1. Flying a plane requires training. You have to receive your pilot’s license before you can fly a plane. This can take several months if you are learning how to fly from scratch, but it may be quicker if you have some experience with flying other types of aircrafts.
2. Flight training is typically done in small planes similar to the one that you will be flying when you get your license. Once you learn how to fly this type of plane, then it will not be difficult for you to transition into the type of plane that you want to fly on your own.
3. Private planes are more expensive than commercial airlines, but they are often faster and more convenient since they do not have set schedules that they adhere to like commercial airlines do.
4. Flying a private plane requires many expensive pieces of equipment in addition to the actual plane itself, which can cost hundreds of thousands or even millions of dollars depending on the make and model that you buy.
5. The most expensive piece of equipment that is required in order to fly a private plane
Imagine you’re driving a car to the grocery store. As you’re pulling into your parking spot, you realize you have no idea what the air speed velocity of an unladen swallow is. You whip out your phone, quickly Google it, and learn that it’s 11 meters per second or 24 miles per hour.
You check yourself in the mirror, relieved that no one saw you frantically asking Siri about the swallow’s flying speed. After all, this isn’t something regular folks are supposed to know.
But for private pilots, sometimes strange questions and answers like these are part of our day-to-day lives. We wear headsets and fly around in airplanes for fun – so when someone asks us how fast a swallow flies, we can answer with ease.
Here are 17 more things private pilots know (and love) about flying:
Flight preparation: Properly preparing for the flight begins with a thorough preflight inspection.

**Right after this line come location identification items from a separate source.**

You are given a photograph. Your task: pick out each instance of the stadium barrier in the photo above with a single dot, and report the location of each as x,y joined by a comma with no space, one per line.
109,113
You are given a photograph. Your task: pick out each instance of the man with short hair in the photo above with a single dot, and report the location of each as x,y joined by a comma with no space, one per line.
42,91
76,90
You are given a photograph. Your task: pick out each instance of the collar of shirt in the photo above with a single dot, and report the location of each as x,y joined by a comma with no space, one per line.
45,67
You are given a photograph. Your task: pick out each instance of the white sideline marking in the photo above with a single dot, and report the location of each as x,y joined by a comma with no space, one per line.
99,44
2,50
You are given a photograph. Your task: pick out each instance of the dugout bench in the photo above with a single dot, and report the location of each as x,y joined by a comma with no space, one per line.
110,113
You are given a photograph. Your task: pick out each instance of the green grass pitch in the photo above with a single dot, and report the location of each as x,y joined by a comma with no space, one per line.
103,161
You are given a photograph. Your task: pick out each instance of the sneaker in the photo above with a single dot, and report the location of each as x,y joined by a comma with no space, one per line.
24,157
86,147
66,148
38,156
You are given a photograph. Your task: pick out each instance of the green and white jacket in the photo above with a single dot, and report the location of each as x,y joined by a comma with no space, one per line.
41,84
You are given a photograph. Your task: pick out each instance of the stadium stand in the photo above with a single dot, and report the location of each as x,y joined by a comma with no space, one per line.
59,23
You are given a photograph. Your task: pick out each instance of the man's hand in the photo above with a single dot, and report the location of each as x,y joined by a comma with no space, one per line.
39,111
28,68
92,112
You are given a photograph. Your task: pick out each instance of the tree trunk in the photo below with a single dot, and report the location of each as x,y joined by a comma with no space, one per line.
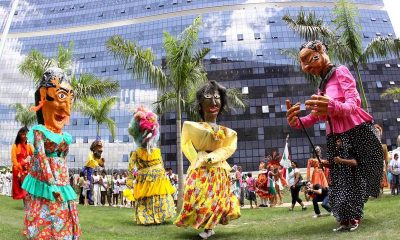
364,102
179,152
98,131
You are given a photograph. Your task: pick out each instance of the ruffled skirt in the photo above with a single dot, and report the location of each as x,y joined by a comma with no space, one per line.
208,199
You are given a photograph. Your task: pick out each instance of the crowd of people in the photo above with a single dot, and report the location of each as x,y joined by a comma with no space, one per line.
354,169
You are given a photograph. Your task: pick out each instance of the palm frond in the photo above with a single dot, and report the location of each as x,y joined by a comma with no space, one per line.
111,126
308,26
346,24
393,93
141,61
381,47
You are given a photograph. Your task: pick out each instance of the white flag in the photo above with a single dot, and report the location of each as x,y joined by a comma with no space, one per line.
285,161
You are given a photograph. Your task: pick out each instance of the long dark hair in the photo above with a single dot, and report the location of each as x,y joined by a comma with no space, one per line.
211,86
20,131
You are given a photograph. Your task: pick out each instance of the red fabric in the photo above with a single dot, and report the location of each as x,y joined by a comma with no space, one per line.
19,174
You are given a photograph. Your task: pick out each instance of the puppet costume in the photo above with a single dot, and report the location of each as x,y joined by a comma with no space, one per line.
51,212
208,198
152,190
350,186
317,176
46,218
20,154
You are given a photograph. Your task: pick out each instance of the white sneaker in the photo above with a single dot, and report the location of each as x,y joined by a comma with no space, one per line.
205,235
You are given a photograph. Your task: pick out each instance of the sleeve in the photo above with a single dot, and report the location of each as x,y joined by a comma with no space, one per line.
308,176
308,121
224,152
187,145
14,157
44,162
131,168
352,98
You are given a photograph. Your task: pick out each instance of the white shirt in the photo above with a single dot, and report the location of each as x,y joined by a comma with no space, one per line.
292,177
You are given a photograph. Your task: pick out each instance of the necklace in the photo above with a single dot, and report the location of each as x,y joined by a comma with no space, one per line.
54,130
214,126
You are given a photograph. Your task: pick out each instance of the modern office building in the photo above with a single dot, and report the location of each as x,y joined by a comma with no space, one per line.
245,38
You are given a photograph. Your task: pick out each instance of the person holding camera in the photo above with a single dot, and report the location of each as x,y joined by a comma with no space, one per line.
318,194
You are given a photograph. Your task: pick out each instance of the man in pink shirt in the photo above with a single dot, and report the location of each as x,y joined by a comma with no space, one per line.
354,152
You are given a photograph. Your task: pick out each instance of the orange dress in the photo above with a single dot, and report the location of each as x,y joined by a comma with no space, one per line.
386,156
317,176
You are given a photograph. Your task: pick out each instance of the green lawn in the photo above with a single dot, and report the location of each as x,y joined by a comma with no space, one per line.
381,222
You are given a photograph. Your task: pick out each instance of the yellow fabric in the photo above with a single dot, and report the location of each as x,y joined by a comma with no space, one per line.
154,210
92,162
128,194
213,148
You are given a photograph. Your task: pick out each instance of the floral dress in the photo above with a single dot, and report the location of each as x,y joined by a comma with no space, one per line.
208,198
152,188
45,218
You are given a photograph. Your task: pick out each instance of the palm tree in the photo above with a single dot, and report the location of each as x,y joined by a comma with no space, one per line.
99,111
346,47
185,73
86,85
25,117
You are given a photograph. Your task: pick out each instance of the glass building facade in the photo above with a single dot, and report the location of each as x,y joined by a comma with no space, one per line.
245,37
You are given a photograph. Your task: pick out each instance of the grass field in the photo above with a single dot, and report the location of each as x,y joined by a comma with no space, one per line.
381,221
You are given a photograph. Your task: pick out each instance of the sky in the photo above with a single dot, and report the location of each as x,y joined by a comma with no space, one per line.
393,7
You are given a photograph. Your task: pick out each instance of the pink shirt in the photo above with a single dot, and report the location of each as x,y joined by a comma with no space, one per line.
250,184
344,105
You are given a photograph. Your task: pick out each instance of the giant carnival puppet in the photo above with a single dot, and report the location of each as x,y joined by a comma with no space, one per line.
152,190
94,161
354,153
51,212
21,152
208,198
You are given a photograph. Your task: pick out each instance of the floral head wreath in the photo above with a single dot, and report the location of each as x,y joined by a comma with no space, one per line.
144,128
313,45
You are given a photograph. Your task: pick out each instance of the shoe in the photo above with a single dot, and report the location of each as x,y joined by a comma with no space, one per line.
206,234
341,228
353,227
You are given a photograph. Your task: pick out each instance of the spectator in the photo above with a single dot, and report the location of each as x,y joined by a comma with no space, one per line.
318,194
295,183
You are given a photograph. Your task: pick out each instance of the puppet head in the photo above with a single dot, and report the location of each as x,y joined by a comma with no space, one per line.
144,128
97,148
211,100
53,99
314,58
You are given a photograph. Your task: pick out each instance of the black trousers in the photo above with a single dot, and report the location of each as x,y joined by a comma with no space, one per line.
294,192
325,203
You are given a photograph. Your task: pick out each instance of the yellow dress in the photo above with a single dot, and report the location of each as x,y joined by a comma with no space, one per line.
208,198
152,189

Preflight inspection: The pilot must ensure that all systems are fully functional before beginning to fly.
Flight simulator training: Flight simulator training is considered by many to be one of the best ways to learn how to fly a private plane.

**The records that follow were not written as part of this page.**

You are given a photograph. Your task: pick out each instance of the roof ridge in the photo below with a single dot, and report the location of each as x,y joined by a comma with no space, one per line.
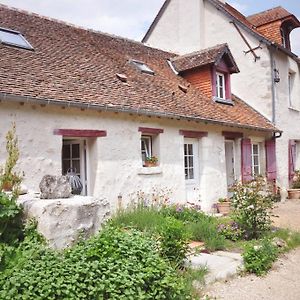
265,11
62,22
201,51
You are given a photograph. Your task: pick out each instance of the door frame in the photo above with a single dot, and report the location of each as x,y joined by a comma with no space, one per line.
234,160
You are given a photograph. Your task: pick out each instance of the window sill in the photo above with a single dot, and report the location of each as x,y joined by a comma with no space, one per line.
294,109
149,170
223,101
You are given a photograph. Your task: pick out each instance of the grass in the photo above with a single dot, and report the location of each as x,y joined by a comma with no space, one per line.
140,217
197,225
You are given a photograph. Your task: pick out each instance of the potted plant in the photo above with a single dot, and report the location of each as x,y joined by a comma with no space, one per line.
151,161
224,206
294,192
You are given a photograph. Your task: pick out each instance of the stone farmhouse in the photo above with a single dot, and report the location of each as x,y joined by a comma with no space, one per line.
269,77
102,104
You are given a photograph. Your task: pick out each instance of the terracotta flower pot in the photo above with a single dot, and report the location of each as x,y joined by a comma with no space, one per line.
224,207
150,164
294,194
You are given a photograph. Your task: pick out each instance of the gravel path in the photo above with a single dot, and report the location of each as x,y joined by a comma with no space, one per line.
282,282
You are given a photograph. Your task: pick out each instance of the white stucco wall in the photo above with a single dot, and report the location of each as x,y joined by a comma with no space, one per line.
253,84
179,27
114,162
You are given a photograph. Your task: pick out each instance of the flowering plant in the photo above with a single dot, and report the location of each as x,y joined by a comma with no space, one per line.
296,180
252,207
151,159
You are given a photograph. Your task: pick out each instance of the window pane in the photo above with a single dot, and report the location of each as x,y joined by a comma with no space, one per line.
185,162
191,161
76,166
66,164
190,149
75,151
255,148
66,151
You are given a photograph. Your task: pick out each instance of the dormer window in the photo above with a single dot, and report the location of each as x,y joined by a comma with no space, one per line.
142,67
14,38
220,86
221,90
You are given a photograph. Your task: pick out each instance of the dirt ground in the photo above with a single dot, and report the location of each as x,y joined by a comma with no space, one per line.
282,282
289,214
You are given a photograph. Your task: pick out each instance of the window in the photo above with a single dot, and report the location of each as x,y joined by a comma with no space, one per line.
142,67
189,161
146,147
291,78
220,86
74,157
14,38
255,160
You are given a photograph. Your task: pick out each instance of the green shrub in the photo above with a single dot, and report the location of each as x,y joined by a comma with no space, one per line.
10,219
182,213
205,230
252,207
230,230
173,240
116,264
140,217
259,258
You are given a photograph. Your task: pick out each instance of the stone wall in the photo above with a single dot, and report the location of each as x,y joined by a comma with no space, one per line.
62,221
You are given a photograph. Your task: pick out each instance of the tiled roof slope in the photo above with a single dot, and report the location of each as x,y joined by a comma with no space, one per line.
201,58
71,64
268,16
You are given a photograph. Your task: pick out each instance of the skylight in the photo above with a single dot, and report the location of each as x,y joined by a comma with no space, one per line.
13,38
142,67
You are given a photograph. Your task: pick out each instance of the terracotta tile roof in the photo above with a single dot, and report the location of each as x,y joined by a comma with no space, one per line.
268,16
203,57
73,65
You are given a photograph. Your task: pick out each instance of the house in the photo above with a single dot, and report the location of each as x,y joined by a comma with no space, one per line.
101,104
269,78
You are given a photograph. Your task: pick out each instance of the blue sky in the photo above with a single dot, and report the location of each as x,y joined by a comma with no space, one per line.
131,18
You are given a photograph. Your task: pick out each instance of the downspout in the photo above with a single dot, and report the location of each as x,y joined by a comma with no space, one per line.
273,86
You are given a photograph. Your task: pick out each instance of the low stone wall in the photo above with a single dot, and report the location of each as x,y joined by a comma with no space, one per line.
61,221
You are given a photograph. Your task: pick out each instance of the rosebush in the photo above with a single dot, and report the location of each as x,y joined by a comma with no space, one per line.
252,204
259,258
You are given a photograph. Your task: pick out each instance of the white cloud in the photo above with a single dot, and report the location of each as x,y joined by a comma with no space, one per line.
241,7
128,18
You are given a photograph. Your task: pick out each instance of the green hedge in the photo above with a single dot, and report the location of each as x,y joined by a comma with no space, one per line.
116,264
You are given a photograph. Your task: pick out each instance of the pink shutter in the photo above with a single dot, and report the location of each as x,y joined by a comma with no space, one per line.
271,159
292,158
246,160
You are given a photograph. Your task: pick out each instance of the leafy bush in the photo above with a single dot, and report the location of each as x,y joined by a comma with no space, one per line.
9,179
140,217
182,213
205,230
173,240
116,264
230,230
259,258
253,204
10,219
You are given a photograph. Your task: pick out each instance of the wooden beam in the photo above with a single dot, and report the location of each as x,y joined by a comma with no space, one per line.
150,130
80,132
193,134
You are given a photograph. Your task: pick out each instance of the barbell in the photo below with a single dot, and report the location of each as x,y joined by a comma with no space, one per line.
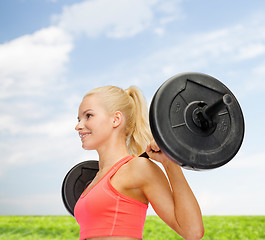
195,120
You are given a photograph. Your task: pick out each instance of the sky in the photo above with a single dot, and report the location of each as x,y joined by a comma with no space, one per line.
52,52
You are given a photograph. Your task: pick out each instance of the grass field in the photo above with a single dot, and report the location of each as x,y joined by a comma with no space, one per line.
66,228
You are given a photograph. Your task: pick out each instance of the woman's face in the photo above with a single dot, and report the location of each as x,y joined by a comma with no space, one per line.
95,123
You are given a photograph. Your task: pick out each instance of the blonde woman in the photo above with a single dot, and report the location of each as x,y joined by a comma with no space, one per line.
114,122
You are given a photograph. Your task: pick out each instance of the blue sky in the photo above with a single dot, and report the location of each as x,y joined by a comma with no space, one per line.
52,52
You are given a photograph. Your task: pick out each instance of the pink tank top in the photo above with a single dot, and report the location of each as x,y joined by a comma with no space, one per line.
105,212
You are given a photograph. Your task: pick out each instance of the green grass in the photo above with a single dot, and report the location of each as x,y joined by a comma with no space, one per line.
65,227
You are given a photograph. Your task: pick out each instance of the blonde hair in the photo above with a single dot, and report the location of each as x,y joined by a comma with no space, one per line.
132,104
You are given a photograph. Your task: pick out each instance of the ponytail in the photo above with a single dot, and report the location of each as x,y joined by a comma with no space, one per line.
140,132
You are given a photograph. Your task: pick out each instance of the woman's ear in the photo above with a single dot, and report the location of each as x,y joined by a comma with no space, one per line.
117,119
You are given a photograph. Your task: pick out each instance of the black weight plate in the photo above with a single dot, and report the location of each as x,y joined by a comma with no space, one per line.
75,182
171,128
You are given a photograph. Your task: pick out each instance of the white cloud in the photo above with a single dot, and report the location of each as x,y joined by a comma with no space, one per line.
117,18
31,62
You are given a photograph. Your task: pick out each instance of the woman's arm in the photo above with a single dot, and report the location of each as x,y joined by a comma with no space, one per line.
175,203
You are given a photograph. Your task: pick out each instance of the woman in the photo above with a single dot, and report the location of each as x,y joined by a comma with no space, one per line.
114,122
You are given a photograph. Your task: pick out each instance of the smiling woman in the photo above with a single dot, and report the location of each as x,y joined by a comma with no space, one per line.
114,122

Weather information: It is important for the pilot to know what kind of weather conditions to expect during a flight.
Air traffic control communication: Depending on where you are flying, you may need to communicate with air traffic control in order to avoid any air traffic or obstacles in your flying path.
Taxiing: Taxiing simply means moving an aircraft under its own power along the ground.
Takeoff: Takeoff is when an airplane becomes airborne and begins traveling through the air.
Landing: Landing is when an aircraft touches down on the ground at its destination.
Taxiing after landing: After landing, it is important for the pilot to taxi properly in order to remain safe and avoid collisions with other aircrafts.
Recognizing visual illusions: There are many visual illusions that can occur while flying an airplane and it is important for the pilot to be able to recognize them in order to remain safe while flying.
1. There are two main types of aircraft controls:
a. Primary controls – ailerons, elevators, and rudder. These control the aircraft’s direction and pitch.
b. Secondary controls – flaps, spoilers, and trim tabs. These control lift and speed.
2. The throttle controls the engine power, not speed. The throttle is used to maintain airspeed but it is the angle of attack (AOA) that determines lift.
3. You need to know how to read an aeronautical chart if you want to fly a plane successfully! If you don’t know what you’re looking at on your chart, you may end up in no man’s land with very little fuel left!
4. If you’re flying above 10,000 feet, there is less oxygen available so you need to be able to use supplemental oxygen if needed (usually above 12,500 feet).
5. You have to go through a preflight inspection before flying your private plane – just like pilots do every time they take off!
6. The flight controls are usually located on the left side of most planes but they can also be found on the right side too!
7. There are
I’ve flown a helicopter before, but never a plane. I think that this article is going to be very helpful and informative!
It’s great that there are so many tips to keep in mind while flying. It’ll definitely help me feel more comfortable in the cockpit, and I’m sure it will take the edge off of my anxiety as well.
If all goes well, I should be able to fly some friends around in no time! Thanks for the article!